-
Notifications
You must be signed in to change notification settings - Fork 6
Description
Thanks for the really cool work and the open dataset!
I noticed the deduplication (when splitting into test/train) is missing some near/exact duplicates. I understand that near-duplicate detection is tricky, but I think some more aggressive (text-based) normalization could help.
For Ghidra, FUN_*, LAB_*, DAT_*, and PTR_* (among others) all leak offsets into the decompilation text. Similar labels exist in IDA.

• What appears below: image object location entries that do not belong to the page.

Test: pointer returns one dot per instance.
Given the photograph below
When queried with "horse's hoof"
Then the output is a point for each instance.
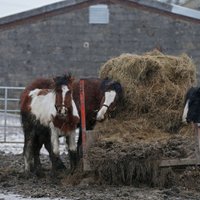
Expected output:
(39, 173)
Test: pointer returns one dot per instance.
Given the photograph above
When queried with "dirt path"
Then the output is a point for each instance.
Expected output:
(55, 187)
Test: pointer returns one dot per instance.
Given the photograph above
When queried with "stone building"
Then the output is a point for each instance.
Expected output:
(80, 35)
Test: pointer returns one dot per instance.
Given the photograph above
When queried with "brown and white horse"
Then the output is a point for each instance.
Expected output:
(47, 112)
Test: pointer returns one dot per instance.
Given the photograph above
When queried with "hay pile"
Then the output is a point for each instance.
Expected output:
(147, 126)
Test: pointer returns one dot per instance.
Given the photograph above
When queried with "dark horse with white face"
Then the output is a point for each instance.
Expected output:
(47, 112)
(102, 97)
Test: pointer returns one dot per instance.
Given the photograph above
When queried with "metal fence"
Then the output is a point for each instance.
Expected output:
(10, 123)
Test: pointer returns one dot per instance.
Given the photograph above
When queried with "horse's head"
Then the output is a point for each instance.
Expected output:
(64, 102)
(112, 93)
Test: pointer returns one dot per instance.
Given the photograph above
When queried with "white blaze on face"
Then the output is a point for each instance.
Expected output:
(185, 111)
(75, 110)
(109, 98)
(65, 89)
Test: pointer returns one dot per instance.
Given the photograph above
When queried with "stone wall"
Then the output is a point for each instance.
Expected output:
(68, 43)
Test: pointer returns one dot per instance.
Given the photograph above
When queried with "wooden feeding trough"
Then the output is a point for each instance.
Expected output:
(186, 162)
(88, 138)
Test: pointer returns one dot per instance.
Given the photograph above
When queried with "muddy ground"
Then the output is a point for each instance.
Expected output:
(12, 180)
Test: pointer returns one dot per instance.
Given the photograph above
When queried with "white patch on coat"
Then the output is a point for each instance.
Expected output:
(109, 98)
(75, 110)
(185, 111)
(65, 89)
(72, 141)
(43, 106)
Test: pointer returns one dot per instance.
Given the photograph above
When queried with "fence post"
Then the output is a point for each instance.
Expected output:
(86, 166)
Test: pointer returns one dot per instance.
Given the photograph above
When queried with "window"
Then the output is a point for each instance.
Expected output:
(98, 14)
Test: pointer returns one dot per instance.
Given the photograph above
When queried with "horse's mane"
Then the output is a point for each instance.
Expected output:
(66, 79)
(41, 83)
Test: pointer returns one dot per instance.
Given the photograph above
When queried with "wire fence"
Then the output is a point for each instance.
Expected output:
(10, 123)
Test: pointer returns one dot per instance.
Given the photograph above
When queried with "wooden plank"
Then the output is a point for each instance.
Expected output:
(179, 162)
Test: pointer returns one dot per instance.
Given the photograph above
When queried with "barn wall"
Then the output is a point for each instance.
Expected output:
(55, 45)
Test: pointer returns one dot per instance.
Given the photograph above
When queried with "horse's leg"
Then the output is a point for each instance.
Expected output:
(36, 153)
(79, 145)
(73, 150)
(54, 148)
(28, 151)
(57, 163)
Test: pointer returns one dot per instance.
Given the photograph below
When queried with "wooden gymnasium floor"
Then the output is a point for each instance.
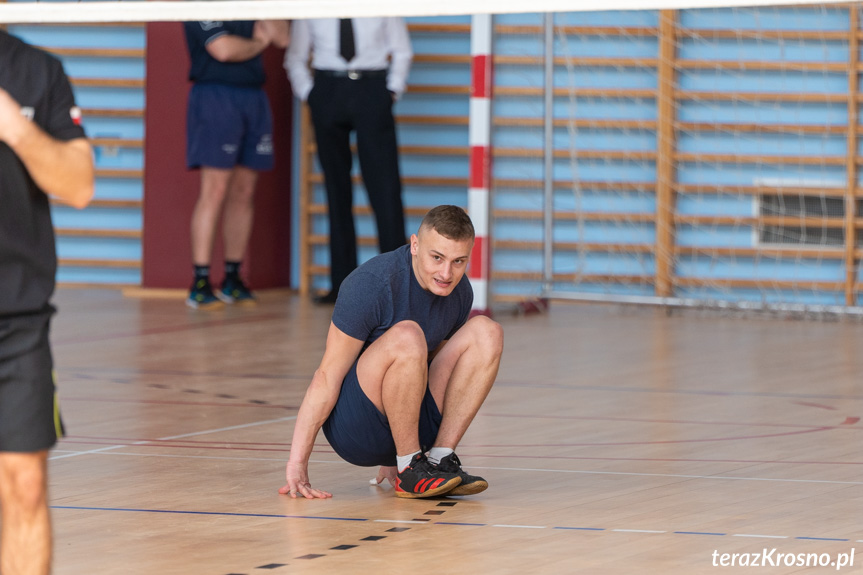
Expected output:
(616, 440)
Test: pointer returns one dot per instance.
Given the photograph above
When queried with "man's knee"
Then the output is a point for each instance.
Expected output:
(23, 480)
(488, 335)
(408, 340)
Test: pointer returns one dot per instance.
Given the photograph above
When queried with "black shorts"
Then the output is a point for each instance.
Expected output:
(360, 434)
(29, 415)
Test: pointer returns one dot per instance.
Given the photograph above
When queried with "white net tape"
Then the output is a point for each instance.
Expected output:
(143, 11)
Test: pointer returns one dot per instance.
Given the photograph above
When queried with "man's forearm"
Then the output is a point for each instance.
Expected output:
(63, 169)
(315, 409)
(230, 48)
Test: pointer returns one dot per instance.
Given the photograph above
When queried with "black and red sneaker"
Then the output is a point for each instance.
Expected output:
(470, 484)
(422, 479)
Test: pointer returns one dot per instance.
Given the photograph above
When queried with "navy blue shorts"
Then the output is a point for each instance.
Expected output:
(29, 417)
(360, 433)
(227, 126)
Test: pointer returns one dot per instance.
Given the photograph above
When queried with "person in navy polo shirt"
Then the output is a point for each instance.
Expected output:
(229, 138)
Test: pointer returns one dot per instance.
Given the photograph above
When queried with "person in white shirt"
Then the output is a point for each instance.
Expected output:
(359, 69)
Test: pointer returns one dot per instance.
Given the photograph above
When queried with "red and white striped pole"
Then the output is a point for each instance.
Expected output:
(479, 191)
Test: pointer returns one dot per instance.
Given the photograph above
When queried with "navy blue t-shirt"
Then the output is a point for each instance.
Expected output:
(206, 69)
(384, 291)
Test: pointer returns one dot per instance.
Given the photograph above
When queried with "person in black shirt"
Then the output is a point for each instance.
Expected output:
(43, 152)
(229, 137)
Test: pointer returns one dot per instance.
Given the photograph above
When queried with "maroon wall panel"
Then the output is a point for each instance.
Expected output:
(170, 190)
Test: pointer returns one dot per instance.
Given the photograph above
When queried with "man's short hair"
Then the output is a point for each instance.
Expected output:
(451, 222)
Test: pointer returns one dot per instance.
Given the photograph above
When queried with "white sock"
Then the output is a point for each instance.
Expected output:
(403, 461)
(438, 453)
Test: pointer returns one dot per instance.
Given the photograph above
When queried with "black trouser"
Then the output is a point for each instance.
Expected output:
(338, 106)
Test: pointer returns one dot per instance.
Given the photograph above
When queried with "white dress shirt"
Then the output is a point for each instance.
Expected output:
(381, 43)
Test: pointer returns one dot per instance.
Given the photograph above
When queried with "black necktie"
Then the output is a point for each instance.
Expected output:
(346, 39)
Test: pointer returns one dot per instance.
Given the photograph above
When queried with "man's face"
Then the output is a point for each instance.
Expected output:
(439, 263)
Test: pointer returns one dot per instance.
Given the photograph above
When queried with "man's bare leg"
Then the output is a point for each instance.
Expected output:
(461, 376)
(25, 540)
(205, 217)
(393, 373)
(239, 212)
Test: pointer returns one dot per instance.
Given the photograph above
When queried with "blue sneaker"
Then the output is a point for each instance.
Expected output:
(201, 296)
(234, 291)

For example, take these two cases from the Ghidra_O3 dataset (per-binary split):
8b24d40a9bcf3a361a784f0d32abb3f0_(0011c500)(test)2334db8f8877d54ca418f044f1954d86_(0011c4e0)(train)
They are considered distinct by the current deduplication algorithm. However, diffing them shows that the only difference is the offsets of callees within their respective binaries:
{
if ((@@var_0@@wine_dbch_xmllite@@ & 8) != 0) {
if (3 < @@var_1@@property@@) {
- FUN_0011c1b0();
+ FUN_0011c190();
}
- FUN_0011bd30();
+ FUN_0011bd10();
}
if (@@var_1@@property@@ == 2) {
*(@@var_2@@iface@@ + 0x28) = @@var_3@@value@@ != 0;
@@ -47,7 +47,7 @@
}
if (@@var_1@@property@@ != 1) {
if ((@@var_0@@wine_dbch_xmllite@@ & 1) != 0) {
- FUN_0011bd30();
+ FUN_0011bd10();
}
return 0x80004001;
}These functions are derived from identical source code.
I understand that we can't say for certain the calls are the same from the text above (we would need to check the callee code, I guess), but I would argue that even if you normalize the callsites (i.e. replacing FUN_* with FUN), the false-positive rate will be very low. Most pairs of nontrivial functions would be expected to differ by far more than just the names of the called functions.
~20% of the test set is duplicated in train, after normalizing for FUN_*, LAB_*, DAT_*, and PTR_*.
I would argue that deduplication should ignore all function names, not just the FUN_* names left by ghidra. There are cases where identical library functions may use an alternative function names (e.g. see --zprefix for zlib), and there are probably cases in the dataset where identical functions have names in some binaries and not others.